3- Gizli Alan: Kendimiz hakkında bildiğimiz fakat diğer kişilerle paylaşmak istemediğimiz tutum ve davranışlar bu alanda yer almaktadır. Karşımızdaki kişilere göstermek istemediğimiz duygu ve düşüncelerimiz de buradadır. Bilinçli olarak paylaşmak/göstermek istemediğimiz duygu, düşünce ve davranışlar zorlu durumlarda bilinçsizce ortaya çıkarsa, ilişkilerimizde güven zedeleyici olabiliriz. Aslında güvene dayalı ilişkilerde bu alan oldukça küçüktür. Hem kendimize hem de karşımızdakilere karşı dürüst ve açık olursak gizli alanımız küçülecektir.

  • Gizli Alanı geniş olan kişiler:
    • Özgüveni yüksek olmayan,
    • Soğuk ve çekinik,
    • Kendinden bahsetmeyi sevmeyen,
    • Geri bildirim alan fakat geri bildirim vermeyi çok sevmeyen yapıya sahiptirler.

4- Bilinmeyen Alan: Bizim de karşımızdaki kişilerin de bilmedikleri alandır. Bastırılan duygular ve rüyalarımız buradadır. Bu alandaki özelliklerimiz hiç ortaya çıkmayabilir, duygusal zorlamalar ya da travmatik olaylar ile ortaya çıkması mümkün olabilir.

  • Bilinmeyen Alanı geniş olan kişiler;
    • Davranış ve düşüncelerini tümden gizlerler,
    • Çatışmadan kaçınan bir yapıları vardır.
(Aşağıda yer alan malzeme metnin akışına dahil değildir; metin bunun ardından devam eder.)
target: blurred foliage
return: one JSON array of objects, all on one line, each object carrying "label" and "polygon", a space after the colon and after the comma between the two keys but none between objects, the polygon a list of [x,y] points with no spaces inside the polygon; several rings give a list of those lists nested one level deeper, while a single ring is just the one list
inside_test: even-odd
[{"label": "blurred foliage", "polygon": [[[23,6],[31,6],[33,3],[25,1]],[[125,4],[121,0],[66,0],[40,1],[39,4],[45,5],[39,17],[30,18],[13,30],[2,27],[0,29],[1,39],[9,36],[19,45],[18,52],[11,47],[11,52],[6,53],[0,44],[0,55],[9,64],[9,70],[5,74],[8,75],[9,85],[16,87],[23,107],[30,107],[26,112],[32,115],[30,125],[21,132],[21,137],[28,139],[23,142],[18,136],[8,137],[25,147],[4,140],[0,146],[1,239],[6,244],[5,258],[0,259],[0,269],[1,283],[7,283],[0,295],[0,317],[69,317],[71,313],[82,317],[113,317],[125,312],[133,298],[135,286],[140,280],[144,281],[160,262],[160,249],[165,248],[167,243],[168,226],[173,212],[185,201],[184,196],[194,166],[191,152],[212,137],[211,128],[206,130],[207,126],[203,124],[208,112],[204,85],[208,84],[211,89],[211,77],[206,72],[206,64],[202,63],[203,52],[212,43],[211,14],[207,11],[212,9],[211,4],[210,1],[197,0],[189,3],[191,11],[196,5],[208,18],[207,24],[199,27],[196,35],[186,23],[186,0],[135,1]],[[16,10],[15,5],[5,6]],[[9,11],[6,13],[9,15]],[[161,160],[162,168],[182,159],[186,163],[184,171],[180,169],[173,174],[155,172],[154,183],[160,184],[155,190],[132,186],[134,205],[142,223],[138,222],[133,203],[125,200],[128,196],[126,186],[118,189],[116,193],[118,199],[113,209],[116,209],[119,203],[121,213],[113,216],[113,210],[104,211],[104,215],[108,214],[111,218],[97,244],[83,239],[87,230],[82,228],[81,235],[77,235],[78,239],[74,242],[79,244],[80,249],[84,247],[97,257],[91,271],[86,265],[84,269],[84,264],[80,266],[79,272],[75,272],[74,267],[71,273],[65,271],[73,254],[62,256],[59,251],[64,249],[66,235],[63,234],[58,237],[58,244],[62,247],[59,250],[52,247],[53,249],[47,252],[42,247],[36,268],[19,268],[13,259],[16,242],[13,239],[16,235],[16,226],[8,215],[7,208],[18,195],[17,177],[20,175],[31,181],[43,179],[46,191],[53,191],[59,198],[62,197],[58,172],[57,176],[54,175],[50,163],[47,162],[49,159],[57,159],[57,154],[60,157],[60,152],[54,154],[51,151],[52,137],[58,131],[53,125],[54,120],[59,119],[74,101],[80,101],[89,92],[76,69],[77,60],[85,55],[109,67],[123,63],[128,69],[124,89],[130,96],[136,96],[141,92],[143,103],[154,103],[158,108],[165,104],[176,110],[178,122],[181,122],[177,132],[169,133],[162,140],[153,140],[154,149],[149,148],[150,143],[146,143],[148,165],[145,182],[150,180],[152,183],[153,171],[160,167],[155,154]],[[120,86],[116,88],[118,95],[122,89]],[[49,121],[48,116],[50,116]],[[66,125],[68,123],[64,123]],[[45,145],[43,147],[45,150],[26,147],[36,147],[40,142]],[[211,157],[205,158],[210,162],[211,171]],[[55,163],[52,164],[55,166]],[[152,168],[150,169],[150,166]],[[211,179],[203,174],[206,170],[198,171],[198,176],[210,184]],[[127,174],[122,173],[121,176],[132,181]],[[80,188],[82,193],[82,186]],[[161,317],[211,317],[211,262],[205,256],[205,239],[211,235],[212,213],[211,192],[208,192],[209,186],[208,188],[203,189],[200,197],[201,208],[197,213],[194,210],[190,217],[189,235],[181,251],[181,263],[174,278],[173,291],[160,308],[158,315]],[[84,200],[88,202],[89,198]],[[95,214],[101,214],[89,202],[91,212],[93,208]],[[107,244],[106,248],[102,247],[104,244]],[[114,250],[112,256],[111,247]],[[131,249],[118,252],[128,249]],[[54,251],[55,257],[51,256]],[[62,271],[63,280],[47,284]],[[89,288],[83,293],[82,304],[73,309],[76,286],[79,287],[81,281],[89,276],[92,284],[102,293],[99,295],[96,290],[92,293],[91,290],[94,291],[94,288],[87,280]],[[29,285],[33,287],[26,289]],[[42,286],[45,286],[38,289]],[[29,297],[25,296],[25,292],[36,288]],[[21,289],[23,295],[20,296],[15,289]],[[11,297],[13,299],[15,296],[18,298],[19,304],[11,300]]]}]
İletişimin daha sağlıklı olması için açık alanın diğer üç alandan daha geniş olması önerilir. Başkalarından geri bildirim isteyerek; duygu, düşünce ve beklentilerimizi doğru zamanda, doğru yerde ve doğru üslup ile paylaşarak açık alanımızı genişletebiliriz.